At last a post which doesn't have a single thing to do with paranoia.
But from what I understand the payload is still pretty low so for all the big stuff we'll still be using the good old fasion fuel.
Vidi, vici, veni. (I saw, I conquered, I came)
Ancient technology. A private company (American Rocket Co?) was doing this stuff ten years ago and might well have made orbit by now if the CEO (George Koopman) hadn't managed to get killed in an auto accident.
And sport rocketry hobbyists have been doing hybrids on a smaller scale for a few years now too.
NASA, particularly the rocket folks, have become as hidebound and fossilized as any other government bureaucracy. They innovate about as well as Microsoft.
-- Alastair
Too bad the article didn't mention AMROC, the American Rocket Company, that invented hybrid solid rockets years ago. I remember hearing about these back in the late 80's.
- Necron69
I can see it now: All it is able to lift is a little toy. Basically useless. Too much power, not enough punch. If power ever becomes infinite and cost is negligable, then maybe.

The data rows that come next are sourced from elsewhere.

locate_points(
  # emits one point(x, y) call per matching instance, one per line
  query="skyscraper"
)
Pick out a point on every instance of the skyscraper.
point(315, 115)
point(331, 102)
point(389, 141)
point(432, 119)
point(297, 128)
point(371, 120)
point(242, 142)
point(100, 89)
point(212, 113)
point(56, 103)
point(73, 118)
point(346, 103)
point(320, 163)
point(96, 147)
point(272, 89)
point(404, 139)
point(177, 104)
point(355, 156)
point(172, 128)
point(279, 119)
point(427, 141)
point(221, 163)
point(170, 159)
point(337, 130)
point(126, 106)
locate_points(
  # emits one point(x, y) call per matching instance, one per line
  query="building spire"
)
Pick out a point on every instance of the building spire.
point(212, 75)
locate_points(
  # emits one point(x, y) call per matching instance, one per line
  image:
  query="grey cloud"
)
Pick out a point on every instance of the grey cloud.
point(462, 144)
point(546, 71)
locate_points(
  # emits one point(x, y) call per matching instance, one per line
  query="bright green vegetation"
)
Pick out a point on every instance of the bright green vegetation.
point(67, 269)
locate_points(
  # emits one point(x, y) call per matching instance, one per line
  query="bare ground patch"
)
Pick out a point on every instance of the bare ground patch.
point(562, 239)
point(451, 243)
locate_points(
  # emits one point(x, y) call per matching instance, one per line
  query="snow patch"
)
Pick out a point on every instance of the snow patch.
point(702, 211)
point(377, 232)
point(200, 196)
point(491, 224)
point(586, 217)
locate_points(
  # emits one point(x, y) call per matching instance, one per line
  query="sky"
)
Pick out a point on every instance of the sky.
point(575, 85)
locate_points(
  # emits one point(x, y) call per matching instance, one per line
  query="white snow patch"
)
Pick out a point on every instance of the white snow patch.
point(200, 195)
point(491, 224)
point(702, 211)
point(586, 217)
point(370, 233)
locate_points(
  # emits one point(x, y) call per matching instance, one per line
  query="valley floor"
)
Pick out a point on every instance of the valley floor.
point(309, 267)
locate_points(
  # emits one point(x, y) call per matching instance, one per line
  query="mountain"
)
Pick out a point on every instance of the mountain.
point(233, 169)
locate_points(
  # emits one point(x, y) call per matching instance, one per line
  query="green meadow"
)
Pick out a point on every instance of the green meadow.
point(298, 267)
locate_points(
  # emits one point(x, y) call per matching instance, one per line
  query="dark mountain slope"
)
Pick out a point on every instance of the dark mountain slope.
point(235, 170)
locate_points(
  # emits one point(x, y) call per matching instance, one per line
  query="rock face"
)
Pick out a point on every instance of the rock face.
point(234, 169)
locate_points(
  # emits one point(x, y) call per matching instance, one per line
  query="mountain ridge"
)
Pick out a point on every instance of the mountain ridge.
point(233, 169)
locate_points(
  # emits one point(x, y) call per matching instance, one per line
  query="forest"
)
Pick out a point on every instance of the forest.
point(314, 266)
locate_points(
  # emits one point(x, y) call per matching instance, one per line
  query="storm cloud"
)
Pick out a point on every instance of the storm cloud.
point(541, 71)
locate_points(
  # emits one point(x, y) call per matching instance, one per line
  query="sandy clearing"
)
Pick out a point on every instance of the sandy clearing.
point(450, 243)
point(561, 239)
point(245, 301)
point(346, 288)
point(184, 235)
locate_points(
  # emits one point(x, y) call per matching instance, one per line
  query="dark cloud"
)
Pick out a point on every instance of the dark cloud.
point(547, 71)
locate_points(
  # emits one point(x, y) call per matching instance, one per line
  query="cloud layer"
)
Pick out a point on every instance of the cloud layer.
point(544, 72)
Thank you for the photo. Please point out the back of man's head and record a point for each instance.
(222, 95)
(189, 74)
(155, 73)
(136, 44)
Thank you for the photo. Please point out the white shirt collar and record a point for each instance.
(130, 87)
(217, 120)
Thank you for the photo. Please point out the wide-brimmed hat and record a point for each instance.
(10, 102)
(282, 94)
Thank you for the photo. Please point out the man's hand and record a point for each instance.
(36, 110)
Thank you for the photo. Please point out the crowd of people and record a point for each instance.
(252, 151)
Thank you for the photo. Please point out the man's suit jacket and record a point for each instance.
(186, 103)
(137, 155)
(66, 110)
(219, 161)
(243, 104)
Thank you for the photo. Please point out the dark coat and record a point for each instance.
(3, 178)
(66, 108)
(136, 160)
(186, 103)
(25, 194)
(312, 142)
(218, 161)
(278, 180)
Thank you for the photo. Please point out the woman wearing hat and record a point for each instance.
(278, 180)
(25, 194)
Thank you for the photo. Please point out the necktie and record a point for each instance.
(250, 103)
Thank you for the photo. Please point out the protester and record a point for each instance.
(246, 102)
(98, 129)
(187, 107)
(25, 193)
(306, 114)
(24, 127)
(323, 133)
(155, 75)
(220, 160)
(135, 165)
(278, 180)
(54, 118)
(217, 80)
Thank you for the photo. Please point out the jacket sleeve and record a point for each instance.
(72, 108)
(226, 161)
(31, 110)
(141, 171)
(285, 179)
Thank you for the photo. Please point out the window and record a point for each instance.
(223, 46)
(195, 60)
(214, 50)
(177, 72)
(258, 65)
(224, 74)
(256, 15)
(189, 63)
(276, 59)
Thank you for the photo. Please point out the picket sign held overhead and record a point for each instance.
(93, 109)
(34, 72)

My buddy Nick Delchev holds the patent for a hybrid rocket motor that he developed about 20 years ago. Nick's motor runs on a solution of sucrose in H2O2 which is burned in a fluidized bed of MnO2. It screams! Lockheed used it to build a prototype "instant takeoff" helicopter some time back. It's so simple you could build it at your coffee table while watching The Simpson's. You can do a patent search on Nedelko Delchev if you care to see it.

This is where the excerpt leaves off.